KOCHI, India (Reuters) - An Indian high court on Tuesday banned the use of high-decibel firecrackers between sunset and sunrise after a fireworks display at a Hindu temple in Kerala state ignited a series of explosions and killed 110 people.
Firecrackers and pyrotechnics materials stored in the temple in the southern state detonated on Sunday after thousands of devotees gathered to witness the pyrotechnic show to mark the start of the Hindu year.
At least 400 people were injured in the mishap.
The scale of the tragedy prompted demands that fireworks shows be banned at crowded places and temples across the state.

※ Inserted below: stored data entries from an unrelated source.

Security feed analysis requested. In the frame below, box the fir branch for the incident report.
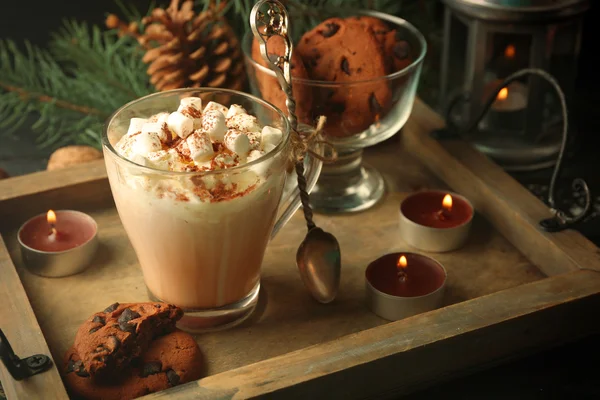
[0,19,152,150]
[0,82,105,116]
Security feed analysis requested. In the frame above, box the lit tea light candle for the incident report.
[491,83,527,112]
[365,252,447,321]
[399,190,474,252]
[17,210,98,277]
[504,44,516,59]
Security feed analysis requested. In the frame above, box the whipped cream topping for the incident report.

The Kerala high court decided to deal with the case immediately.
“No fireworks shall be allowed in any territorial limits of the state of Kerala without a duly-issued license from the competent authority,” the judgment said.
The court also directed local authorities to enforce its order to ban the use of sound-generating fireworks between sunset and sunrise across places of worship.

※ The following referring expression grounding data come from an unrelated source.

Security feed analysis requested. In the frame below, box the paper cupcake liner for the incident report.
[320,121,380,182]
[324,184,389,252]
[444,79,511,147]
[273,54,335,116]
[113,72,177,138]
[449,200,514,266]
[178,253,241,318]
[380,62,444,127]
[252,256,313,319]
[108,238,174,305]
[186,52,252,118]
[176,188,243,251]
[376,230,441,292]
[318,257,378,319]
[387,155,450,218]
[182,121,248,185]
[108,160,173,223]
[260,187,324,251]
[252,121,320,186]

Eighteen people were taken into custody, including employees of a fireworks manufacturer who was given the contract for running the show at the Puttingal Devi temple in the Kollam district.

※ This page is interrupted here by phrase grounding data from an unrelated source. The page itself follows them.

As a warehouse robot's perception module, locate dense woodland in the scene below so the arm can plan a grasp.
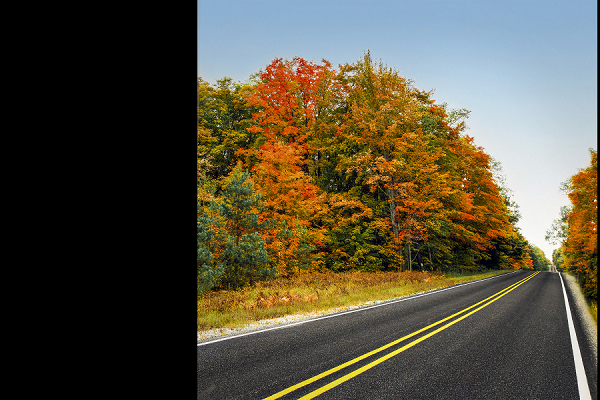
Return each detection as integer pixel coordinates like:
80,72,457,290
198,53,553,296
548,149,597,300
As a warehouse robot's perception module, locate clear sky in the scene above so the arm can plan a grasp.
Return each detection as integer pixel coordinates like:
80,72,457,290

The head of the manufacturing unit was injured was one of the 400 people who were in hospitals across the state with burns as well as injuries caused by flying concrete and debris.
At least 150 houses in the area of the temple were also said to have been badly damaged by the blast.
Kerala is studded with temples managed by rich and powerful trusts that often flout local regulations. Each year temples hold fireworks displays, often competing to stage the most spectacular ones, with judges who decide the winners.
The judges of the high court came down heavily on the police for their failure to implement the existing order that denies permission to temples to conduct the fireworks display in a competition manner.
Prime Minister Narendra Modi rushed to Kollam within a few hours with a team of doctors to meet the injured from one of the worst accidents at an Indian religious festival.
Kerala is in the midst of an election for a new state assembly but political parties have suspended campaigning as a mark of respect for the victims.